BMC Bioinformatics

official impact factor 3.03

Open Access Research article

The combination approach of SVM and ECOC for powerful identification and classification of transcription factor

Guangyong Zheng1,2,3, Ziliang Qian3,6, Qing Yang2, Chaochun Wei4,5, Lu Xie5, Yangyong Zhu2,5* and Yixue Li4,5*

Author Affiliations

1 School of Life Sciences, Fudan University, 220 Handan Road, Shanghai 200433, PR China

2 Department of Computing and Information Technology, Fudan University, 220 Handan Road, Shanghai 200433, PR China

3 Bioinformatics Center, Key Lab of Systems Biology, Shanghai Institutes for Biological Sciences, Chinese Academy of Sciences, 320 Yueyang Road, Shanghai 200031, PR China

4 College of Life Sciences and Technology, Shanghai Jiaotong University, 800 Dongchuan Road, Shanghai 200240, PR China

5 Shanghai Center for Bioinformation Technology, 100 Qinzhou Road, Shanghai 200235, PR China

6 Graduate School of the Chinese Academy of Sciences, 19 Yuquan Road, Beijing 100039, PR China

For all author emails, please log on.

BMC Bioinformatics 2008, 9:282 doi:10.1186/1471-2105-9-282

Published: 16 June 2008

Abstract

Background

Transcription factors (TFs) are core functional proteins which play important roles in gene expression control, and they are key factors for gene regulation network construction. Traditionally, they were identified and classified through experimental approaches. In order to save time and reduce costs, many computational methods have been developed to identify TFs from new proteins and to classify the resulted TFs. Though these methods have facilitated screening of TFs to some extent, low accuracy is still a common problem. With the fast growing number of new proteins, more precise algorithms for identifying TFs from new proteins and classifying the consequent TFs are in a high demand.

Results

The support vector machine (SVM) algorithm was utilized to construct an automatic detector for TF identification, where protein domains and functional sites were employed as feature vectors. Error-correcting output coding (ECOC) algorithm, which was originated from information and communication engineering fields, was introduced to combine with support vector machine (SVM) methodology for TF classification. The overall success rates of identification and classification achieved 88.22% and 97.83% respectively.
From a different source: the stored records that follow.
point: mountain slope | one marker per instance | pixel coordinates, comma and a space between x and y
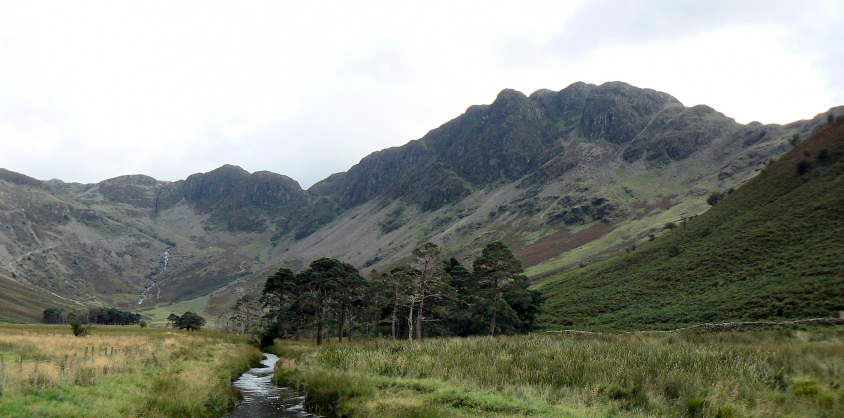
773, 249
565, 178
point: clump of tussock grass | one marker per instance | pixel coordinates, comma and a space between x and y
119, 371
726, 374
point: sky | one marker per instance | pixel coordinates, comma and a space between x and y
94, 90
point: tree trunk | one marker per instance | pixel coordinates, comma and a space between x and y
351, 326
342, 322
395, 314
377, 313
419, 315
410, 323
319, 330
494, 311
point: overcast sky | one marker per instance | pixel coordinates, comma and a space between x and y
93, 90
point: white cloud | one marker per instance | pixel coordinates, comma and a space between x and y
92, 90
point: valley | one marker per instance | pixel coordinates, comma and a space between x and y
567, 179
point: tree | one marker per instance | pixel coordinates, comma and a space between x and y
401, 286
190, 321
171, 320
795, 139
247, 312
378, 286
714, 198
426, 256
78, 324
496, 272
351, 290
322, 282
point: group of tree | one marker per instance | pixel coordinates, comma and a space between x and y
424, 298
96, 316
189, 321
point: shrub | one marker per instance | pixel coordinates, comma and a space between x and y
803, 166
77, 325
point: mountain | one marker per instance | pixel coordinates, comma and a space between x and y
770, 250
565, 178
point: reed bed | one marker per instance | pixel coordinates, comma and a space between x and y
760, 373
118, 371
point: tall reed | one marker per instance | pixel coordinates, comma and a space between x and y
753, 373
118, 371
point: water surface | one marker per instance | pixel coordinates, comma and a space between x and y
262, 398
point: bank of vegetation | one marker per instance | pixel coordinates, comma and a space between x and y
118, 372
428, 297
771, 250
785, 372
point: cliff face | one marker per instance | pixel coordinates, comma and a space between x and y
549, 173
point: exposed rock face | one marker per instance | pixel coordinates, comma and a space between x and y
546, 172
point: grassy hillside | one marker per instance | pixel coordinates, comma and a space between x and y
757, 373
773, 249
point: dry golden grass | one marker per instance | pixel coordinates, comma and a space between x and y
118, 371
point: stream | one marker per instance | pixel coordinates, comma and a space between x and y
262, 398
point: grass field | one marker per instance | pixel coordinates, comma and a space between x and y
758, 373
118, 371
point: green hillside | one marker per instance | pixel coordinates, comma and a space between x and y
773, 249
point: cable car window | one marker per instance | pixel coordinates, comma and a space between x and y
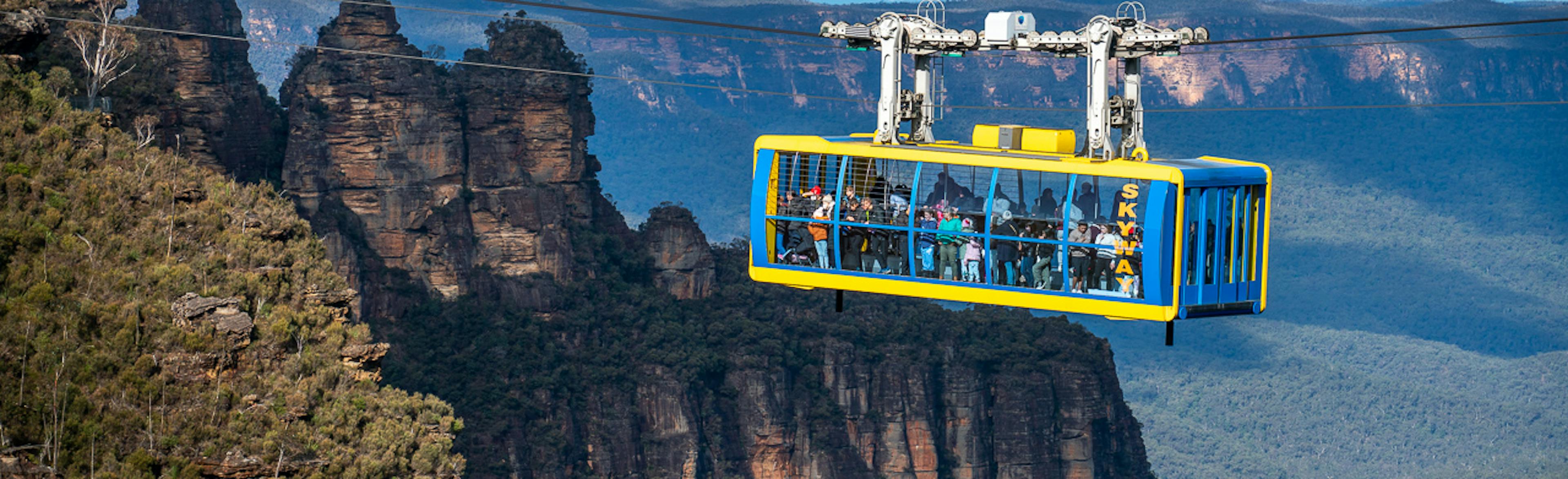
885, 184
957, 189
1225, 206
1040, 260
1116, 265
1255, 198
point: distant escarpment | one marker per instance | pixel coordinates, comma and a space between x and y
448, 180
218, 114
465, 205
761, 381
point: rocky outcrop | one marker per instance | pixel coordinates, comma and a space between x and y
683, 260
375, 153
220, 115
22, 30
444, 176
862, 414
237, 466
225, 316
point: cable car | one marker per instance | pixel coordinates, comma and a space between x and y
1189, 236
1018, 216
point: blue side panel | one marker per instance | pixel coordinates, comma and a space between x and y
1203, 173
760, 206
1209, 277
1225, 238
1156, 245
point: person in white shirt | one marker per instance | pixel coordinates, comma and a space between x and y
1106, 258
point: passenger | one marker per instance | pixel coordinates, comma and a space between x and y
875, 256
1089, 202
948, 244
849, 197
1106, 261
1026, 255
1082, 258
852, 239
819, 232
1006, 250
1045, 255
927, 243
1047, 206
896, 261
971, 254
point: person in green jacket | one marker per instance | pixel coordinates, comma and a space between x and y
948, 244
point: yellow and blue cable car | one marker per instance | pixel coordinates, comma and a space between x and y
1015, 217
1015, 225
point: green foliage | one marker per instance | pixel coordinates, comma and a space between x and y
95, 244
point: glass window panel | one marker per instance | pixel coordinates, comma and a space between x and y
802, 181
1034, 197
1209, 232
795, 245
1194, 238
1254, 232
1118, 209
1227, 230
1040, 263
877, 191
960, 258
957, 189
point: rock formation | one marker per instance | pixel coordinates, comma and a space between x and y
222, 117
858, 412
683, 260
22, 30
446, 176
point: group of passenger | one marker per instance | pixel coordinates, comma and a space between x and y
948, 245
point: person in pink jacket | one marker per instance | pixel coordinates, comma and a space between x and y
973, 256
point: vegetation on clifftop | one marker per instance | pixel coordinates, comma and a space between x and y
98, 239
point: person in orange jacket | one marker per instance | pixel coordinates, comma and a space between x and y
819, 232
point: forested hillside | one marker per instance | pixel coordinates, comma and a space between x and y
162, 321
763, 381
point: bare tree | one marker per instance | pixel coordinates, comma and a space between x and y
145, 126
104, 46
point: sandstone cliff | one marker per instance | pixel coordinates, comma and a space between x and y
761, 381
454, 178
683, 260
220, 115
567, 343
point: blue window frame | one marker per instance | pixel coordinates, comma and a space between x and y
833, 173
1221, 260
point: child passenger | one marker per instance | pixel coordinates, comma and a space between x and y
971, 254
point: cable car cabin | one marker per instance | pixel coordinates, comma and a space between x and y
1028, 225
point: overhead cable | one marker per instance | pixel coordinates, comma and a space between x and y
659, 18
1374, 43
593, 26
778, 93
1383, 32
459, 62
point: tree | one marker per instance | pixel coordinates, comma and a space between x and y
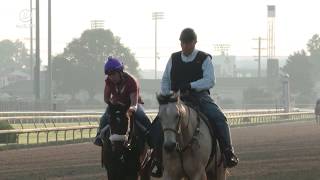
298, 67
13, 55
314, 50
81, 64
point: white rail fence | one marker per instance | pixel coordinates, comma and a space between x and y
56, 128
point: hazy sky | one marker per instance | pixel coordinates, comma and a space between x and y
234, 22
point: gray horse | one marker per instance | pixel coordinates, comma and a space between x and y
189, 150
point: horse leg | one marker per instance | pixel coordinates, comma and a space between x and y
199, 176
145, 172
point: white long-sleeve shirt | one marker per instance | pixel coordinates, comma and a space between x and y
205, 83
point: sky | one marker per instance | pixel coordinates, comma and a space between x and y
233, 22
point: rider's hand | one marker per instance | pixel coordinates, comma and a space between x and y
185, 86
132, 110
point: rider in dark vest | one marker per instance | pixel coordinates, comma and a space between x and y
192, 70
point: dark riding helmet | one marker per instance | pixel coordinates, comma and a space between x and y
188, 35
113, 65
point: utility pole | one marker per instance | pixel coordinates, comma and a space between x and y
156, 16
31, 42
49, 70
37, 65
259, 54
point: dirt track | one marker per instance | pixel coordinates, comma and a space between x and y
281, 151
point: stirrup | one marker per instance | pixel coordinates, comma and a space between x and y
231, 160
156, 169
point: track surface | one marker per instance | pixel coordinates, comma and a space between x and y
268, 152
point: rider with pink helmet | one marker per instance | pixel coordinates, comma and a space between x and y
123, 88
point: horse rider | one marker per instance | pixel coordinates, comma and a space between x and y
123, 88
192, 70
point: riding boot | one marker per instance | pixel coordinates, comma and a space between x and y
103, 122
231, 160
156, 140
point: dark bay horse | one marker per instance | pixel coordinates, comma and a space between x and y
190, 152
123, 155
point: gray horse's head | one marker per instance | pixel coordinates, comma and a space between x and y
171, 114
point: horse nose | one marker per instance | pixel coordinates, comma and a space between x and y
169, 146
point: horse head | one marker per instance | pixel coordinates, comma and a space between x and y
119, 122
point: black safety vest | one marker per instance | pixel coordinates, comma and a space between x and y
186, 72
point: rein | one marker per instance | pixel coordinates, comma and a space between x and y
191, 141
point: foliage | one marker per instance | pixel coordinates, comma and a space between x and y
13, 55
313, 47
298, 67
81, 64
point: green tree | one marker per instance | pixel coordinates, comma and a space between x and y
298, 67
81, 64
313, 47
13, 55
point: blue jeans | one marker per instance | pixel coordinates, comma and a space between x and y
151, 132
216, 118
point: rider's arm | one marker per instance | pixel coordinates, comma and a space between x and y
134, 95
107, 93
208, 80
166, 80
134, 101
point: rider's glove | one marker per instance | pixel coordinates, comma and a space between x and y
132, 110
185, 86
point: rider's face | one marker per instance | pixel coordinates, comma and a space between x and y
115, 77
188, 47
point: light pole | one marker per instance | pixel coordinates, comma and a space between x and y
156, 16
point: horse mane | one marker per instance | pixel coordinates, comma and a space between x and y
165, 99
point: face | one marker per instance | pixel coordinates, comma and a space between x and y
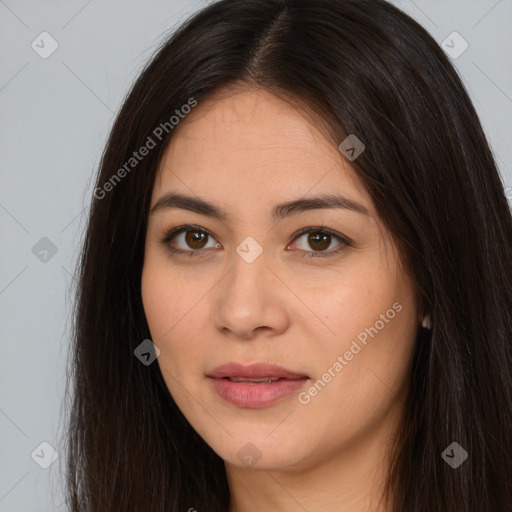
315, 289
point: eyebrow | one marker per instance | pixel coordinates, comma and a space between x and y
281, 210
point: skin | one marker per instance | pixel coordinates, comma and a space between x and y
246, 151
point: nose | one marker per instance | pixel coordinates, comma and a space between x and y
251, 300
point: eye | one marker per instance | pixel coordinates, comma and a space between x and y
196, 239
320, 238
192, 236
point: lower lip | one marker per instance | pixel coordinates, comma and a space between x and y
256, 395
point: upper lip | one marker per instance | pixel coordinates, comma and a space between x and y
255, 370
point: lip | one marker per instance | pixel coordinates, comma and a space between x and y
255, 370
255, 395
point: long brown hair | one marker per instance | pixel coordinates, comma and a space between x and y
364, 68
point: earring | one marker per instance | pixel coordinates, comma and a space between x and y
427, 322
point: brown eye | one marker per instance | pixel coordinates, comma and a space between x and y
319, 240
195, 239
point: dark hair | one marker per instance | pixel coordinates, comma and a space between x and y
362, 67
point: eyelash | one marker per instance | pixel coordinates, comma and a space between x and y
169, 235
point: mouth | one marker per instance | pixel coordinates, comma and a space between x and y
255, 386
256, 372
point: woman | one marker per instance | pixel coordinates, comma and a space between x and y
295, 288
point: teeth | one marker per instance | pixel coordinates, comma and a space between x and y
248, 379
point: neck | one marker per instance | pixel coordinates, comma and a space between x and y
351, 479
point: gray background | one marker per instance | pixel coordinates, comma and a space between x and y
56, 113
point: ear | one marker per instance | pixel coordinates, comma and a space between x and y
427, 321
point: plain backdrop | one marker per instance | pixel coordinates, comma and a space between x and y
56, 111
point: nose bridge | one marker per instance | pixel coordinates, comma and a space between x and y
247, 300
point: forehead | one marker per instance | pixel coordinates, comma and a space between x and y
247, 145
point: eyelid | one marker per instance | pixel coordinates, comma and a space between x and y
172, 233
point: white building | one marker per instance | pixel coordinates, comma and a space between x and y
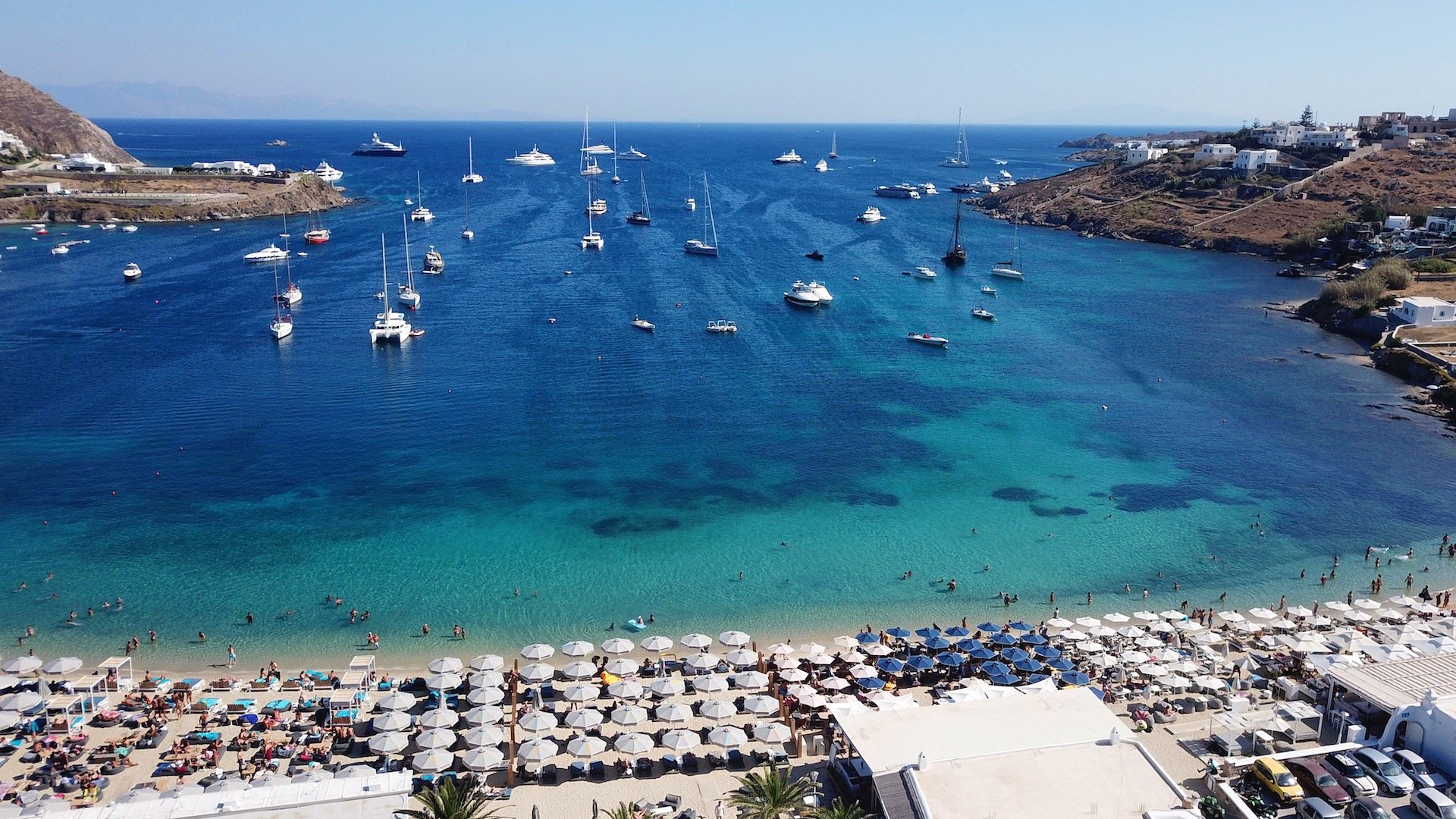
1424, 311
1141, 155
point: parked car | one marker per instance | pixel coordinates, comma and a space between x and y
1366, 808
1350, 774
1419, 770
1385, 773
1318, 781
1277, 780
1315, 808
1433, 805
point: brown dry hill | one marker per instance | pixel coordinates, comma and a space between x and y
50, 127
1159, 202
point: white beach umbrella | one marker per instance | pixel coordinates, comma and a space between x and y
392, 742
487, 664
536, 751
584, 719
629, 714
772, 733
436, 738
446, 665
680, 741
618, 646
438, 719
577, 649
485, 697
482, 758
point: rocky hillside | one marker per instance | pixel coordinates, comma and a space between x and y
50, 127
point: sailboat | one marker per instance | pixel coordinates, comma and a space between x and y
641, 215
705, 246
963, 152
1012, 267
956, 254
408, 297
471, 177
281, 325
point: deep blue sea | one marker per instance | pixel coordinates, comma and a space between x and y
162, 447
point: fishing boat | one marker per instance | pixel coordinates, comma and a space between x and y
956, 254
708, 245
408, 297
928, 340
641, 215
471, 177
963, 152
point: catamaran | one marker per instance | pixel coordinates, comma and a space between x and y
705, 246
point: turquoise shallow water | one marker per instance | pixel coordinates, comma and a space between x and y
816, 452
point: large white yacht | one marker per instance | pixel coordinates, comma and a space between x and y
533, 158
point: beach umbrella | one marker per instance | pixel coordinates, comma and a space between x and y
436, 738
482, 758
727, 736
629, 714
577, 649
582, 692
772, 733
717, 710
538, 722
680, 741
618, 646
622, 667
485, 697
710, 684
585, 746
625, 689
539, 672
389, 722
484, 735
584, 719
392, 742
673, 713
438, 719
536, 751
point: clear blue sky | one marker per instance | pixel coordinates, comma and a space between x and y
845, 61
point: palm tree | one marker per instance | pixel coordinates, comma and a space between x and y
840, 811
452, 799
770, 795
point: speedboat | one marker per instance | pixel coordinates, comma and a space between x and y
379, 148
928, 340
270, 254
533, 158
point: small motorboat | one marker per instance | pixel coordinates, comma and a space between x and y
928, 340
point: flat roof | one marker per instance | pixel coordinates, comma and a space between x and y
1400, 682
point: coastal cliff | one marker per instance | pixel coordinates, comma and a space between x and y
50, 127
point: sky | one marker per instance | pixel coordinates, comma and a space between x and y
759, 61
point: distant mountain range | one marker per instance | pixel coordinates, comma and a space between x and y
166, 101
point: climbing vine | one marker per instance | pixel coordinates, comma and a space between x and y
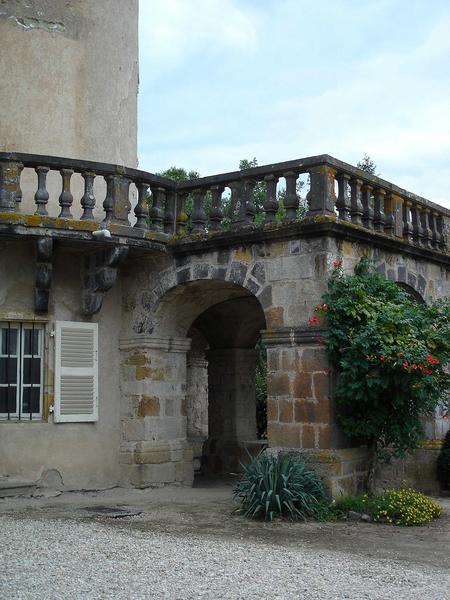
389, 354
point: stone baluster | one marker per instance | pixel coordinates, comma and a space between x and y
426, 231
117, 203
182, 217
216, 214
433, 226
157, 211
442, 237
416, 223
379, 216
343, 200
88, 198
169, 212
291, 198
271, 203
249, 205
10, 192
394, 215
198, 212
41, 196
65, 198
236, 203
356, 206
141, 209
321, 197
408, 230
108, 201
367, 200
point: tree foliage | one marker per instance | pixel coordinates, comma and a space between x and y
389, 353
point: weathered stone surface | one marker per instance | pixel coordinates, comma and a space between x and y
278, 385
302, 387
148, 407
286, 411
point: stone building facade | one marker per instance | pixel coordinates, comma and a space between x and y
141, 365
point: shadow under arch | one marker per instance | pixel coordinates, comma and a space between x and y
414, 294
180, 306
223, 320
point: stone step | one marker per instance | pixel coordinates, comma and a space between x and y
16, 487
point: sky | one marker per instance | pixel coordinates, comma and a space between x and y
223, 80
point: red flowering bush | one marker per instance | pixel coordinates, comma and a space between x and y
389, 353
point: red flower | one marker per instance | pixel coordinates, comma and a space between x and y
432, 359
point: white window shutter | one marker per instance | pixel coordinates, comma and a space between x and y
76, 372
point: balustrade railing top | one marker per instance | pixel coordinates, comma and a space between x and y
210, 204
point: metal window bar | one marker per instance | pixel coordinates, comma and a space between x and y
19, 379
35, 343
8, 356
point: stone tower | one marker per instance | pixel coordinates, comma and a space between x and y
69, 74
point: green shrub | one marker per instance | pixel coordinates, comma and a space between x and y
443, 465
389, 354
398, 507
282, 485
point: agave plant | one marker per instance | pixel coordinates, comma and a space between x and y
279, 486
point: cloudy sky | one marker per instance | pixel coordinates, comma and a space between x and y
222, 80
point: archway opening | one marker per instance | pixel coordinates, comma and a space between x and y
223, 323
224, 419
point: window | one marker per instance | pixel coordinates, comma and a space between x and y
21, 370
76, 372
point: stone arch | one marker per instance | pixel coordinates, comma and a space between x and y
248, 277
410, 280
414, 294
227, 318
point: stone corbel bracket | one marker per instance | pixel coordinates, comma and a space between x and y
44, 272
100, 274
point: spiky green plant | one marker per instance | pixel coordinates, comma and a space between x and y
443, 466
275, 486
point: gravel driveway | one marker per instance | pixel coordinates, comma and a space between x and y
180, 551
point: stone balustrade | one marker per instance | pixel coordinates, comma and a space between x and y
332, 189
116, 205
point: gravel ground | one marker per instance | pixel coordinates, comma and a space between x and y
79, 559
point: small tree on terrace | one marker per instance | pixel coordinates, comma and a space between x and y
366, 164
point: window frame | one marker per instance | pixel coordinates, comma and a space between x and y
21, 327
Finally, a web site was constructed to let users access our tools (see Availability and requirements section for URL).

Conclusion

The SVM method was a valid and stable means for TFs identification with protein domains and functional sites as feature vectors. Error-correcting output coding (ECOC) algorithm is a powerful method for multi-class classification problem. When combined with SVM method, it can remarkably increase the accuracy of TF classification using protein domains and functional sites as feature vectors. In addition, our work implied that ECOC algorithm may succeed in a broad range of applications in biological data mining.